For data transmission systems to operate to full advantage, it is desirable that wellbore tools, such as drill bits and sensor subassemblies, be produced to cooperate therewith. Wellbore tools could provide significant amounts of useful data. For example, information pertaining to wellbore conditions such as temperature, pressure, and orientation, to formation conditions such as porosity, resistivity, and gamma ray emission, and to tool conditions such as temperature, pressure, torque, wear and probable failure is highly relevant to drilling operations, and not without significant practical and monetary value.
Wellbore tools are often subject to failure while within the wellbore; such failures cause expensive drilling delays. In addition, wellbore tool failures may make further drilling difficult or impossible to accomplish, and often require the specialized skills of oil field service companies to recover or "fish" broken tools from the wellbore.

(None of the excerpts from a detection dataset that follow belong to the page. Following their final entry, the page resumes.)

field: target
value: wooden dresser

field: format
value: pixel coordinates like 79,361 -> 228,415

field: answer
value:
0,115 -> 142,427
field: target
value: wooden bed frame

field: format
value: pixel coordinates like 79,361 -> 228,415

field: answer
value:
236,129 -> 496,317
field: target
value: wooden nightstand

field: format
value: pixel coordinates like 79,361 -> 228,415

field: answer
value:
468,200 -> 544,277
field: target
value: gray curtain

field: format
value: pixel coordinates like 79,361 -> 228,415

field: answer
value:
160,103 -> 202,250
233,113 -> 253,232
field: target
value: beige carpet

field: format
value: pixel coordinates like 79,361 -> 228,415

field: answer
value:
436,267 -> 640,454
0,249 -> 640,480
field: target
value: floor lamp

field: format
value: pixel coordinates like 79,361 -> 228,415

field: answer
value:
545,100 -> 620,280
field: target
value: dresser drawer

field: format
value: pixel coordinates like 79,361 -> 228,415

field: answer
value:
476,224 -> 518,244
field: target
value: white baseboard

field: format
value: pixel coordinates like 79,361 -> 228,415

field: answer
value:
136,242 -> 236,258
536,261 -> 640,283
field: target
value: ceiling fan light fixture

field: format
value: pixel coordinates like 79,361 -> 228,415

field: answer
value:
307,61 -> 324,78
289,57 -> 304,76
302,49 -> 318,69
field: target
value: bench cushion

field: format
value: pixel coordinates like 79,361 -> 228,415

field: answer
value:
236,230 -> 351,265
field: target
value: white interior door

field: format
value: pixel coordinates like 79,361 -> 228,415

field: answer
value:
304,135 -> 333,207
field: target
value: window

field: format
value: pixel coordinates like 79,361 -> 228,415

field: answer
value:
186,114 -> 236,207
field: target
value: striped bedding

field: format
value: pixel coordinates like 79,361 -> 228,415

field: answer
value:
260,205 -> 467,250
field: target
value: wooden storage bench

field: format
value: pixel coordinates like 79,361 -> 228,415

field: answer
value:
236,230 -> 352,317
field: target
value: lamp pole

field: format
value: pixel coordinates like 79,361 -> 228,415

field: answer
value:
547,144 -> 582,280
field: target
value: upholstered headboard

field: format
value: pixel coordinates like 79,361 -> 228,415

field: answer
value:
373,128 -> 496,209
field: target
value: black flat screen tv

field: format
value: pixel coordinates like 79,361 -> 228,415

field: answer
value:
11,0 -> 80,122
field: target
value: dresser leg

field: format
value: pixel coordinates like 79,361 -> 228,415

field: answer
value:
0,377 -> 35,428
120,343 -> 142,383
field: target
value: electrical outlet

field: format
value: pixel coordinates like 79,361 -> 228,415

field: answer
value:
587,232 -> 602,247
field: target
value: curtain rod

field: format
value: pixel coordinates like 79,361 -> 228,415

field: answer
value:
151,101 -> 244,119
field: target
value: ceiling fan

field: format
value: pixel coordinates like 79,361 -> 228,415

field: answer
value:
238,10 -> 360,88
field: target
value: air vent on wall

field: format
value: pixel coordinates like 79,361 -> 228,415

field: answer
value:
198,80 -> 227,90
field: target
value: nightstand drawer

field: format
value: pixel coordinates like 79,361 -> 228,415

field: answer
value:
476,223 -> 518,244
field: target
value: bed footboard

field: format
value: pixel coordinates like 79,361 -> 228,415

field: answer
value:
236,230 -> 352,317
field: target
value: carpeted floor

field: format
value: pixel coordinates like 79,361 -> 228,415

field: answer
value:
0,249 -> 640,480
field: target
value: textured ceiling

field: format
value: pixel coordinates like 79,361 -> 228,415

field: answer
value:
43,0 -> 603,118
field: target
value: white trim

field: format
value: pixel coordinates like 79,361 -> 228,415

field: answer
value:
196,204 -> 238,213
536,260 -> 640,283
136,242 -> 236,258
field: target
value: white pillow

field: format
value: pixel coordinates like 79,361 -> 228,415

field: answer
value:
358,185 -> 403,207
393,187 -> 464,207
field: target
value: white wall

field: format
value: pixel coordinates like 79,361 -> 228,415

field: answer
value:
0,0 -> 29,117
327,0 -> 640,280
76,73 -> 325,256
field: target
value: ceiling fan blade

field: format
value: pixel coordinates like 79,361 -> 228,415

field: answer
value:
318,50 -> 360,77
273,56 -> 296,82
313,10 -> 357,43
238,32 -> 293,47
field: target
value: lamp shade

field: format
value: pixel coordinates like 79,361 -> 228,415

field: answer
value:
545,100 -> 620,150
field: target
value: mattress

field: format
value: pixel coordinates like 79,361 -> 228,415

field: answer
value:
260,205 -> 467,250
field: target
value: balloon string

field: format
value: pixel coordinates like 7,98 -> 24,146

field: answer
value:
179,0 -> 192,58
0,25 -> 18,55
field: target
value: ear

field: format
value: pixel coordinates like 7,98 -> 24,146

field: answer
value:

For example, drill bits are frequently subject to catastrophic mechanical failure while in the wellbore due to loss of lubricant, detached drilling cones, bearing failure, and washout. While such mechanical failures are quite common, they are difficult to predict in the individual case. A variety of drill bit conditions exist which, if known by the drilling crew at the surface, could serve to warn of imminent drill bit failure. Such conditions include lubricant pressure, bit temperature, and the presence of moisture in sealed drill bit cavities.
However, information pertaining to wellbore tool conditions is largely untapped by present drilling technology, due in large part to the difficulty encountered in the transmission of data across the threaded junctions which separate the wellbore tools from drill strings. Of course, the main difficulty encountered in known contactless transmission systems is the significant power requirements.